会社帰りで直行となると、開演時間に間に合わせるにはさすがにタイトである。多少の遅れを見越して、何とか18:45にホール内に入ったら、ちょうど幕が上がるタイミングだった。何やらステージ後方で聞き覚えのあるフレーズが...「Love is you, Love is me, Love is neighbor, Love is everything...」おやおやオープニング早々、「No End Summer」のエンディングとは。その歌う様は、山下達郎が「RIDE ON TIME」をライブでやる時のお決まりである「雄叫び」然としていて、なかなか憎い演出である。
さて、一曲一曲文章で書き綴っていくとややこしいので、まずリストアップする。時間はおおよそのものである。(太字は特に良かった曲)
18:45
| No End Summer(Reprise)
18:47
| Lucky Lady Feel So Good
18:52
| 飴色の街
18:58
| Melody For You
19:03
(MC)
19:09
| Desire
19:17
| Distance
19:25
(MC)
19:29
| alright(新曲)
19:34
19:35
| 何もない夜(新曲)
19:40
| (小林信吾ピアノソロ)
19:43
| 角松DJコーナー(ターンテーブル+エレキドラム)
19:49
| ALL IS VANITY
19:56
(MC)
19:58
| Realize
20:03
| OKINAWA
20:07
| Remember You
20:11
| Never Touch Again
20:16
| After 5 Clash
20:23
| 初恋
20:29
| もう一度...and then
20:38
(Encore)
20:45
| Girl in the Box
20:52
(MC)
20:56
| Take You To The Sky High
21:01
21:02
| No End Summer
21:09
(More Encore)(MC)
21:18
| 崩壊の前日
21:29
「Lucky Lady Feel So Good」から当然の如く、総立ち状態になる。それはいいのだけれど、一階の左側後方の席だったせいか、ステージ向って左のエレキベース音がやけに耳に付く。その一方、ドラムスが効いてないものだから、角松ならではのビートの刻みが伝わってこなくて、本人も歌いにくそうだった。「飴色の街」はコンピュータシーケンスの小気味いいリズムが売り物なのだが、これまた活きてない。音量は十分過ぎるくらいなので圧巻なのだが、ちょっと肩透かしを食った感じだった。次の「Melody For You」は、1984年のアルバム「Gold Digger」に収められているもので、リゾート感・ドライブ感を堪能できる佳品である。この曲が聴けるとは思っていなかったから、嬉しかった。ただ角松自身、まだ歌に乗りきれていない感じだったのと、サックスが出過ぎていたのが残念だった。

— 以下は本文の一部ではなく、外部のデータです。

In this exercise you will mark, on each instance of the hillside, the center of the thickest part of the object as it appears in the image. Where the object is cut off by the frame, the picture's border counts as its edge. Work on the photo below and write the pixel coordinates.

最初のMCでは、5年ぶりのステージということもあって、5年間どういう思いで過ごしたか、そして時間について思いを巡らした結果、時間の感覚は結局は精神面が左右することに思い到った、なんていう話になった。同じ時間が経つのでも、楽しい時は早く、苦しい時は遅く感じるものだと言う。とにかく5年という歳月を経て、成長して、わだかまりが解けたのだろう。旧作に対する思い入れを持てるようになったと語りが続き、そうした時間に対する思いを歌う意味で、バラードを2曲と相成った。
こっちも旧作から耳が遠のいていたこともあって、「Distance」の方はタイトルがなかなか出てこなかった。本人としても時間が作るブランクを感じながらのステージだったに違いない。それ故、出だしからしっくり来ない面があったのだと思う。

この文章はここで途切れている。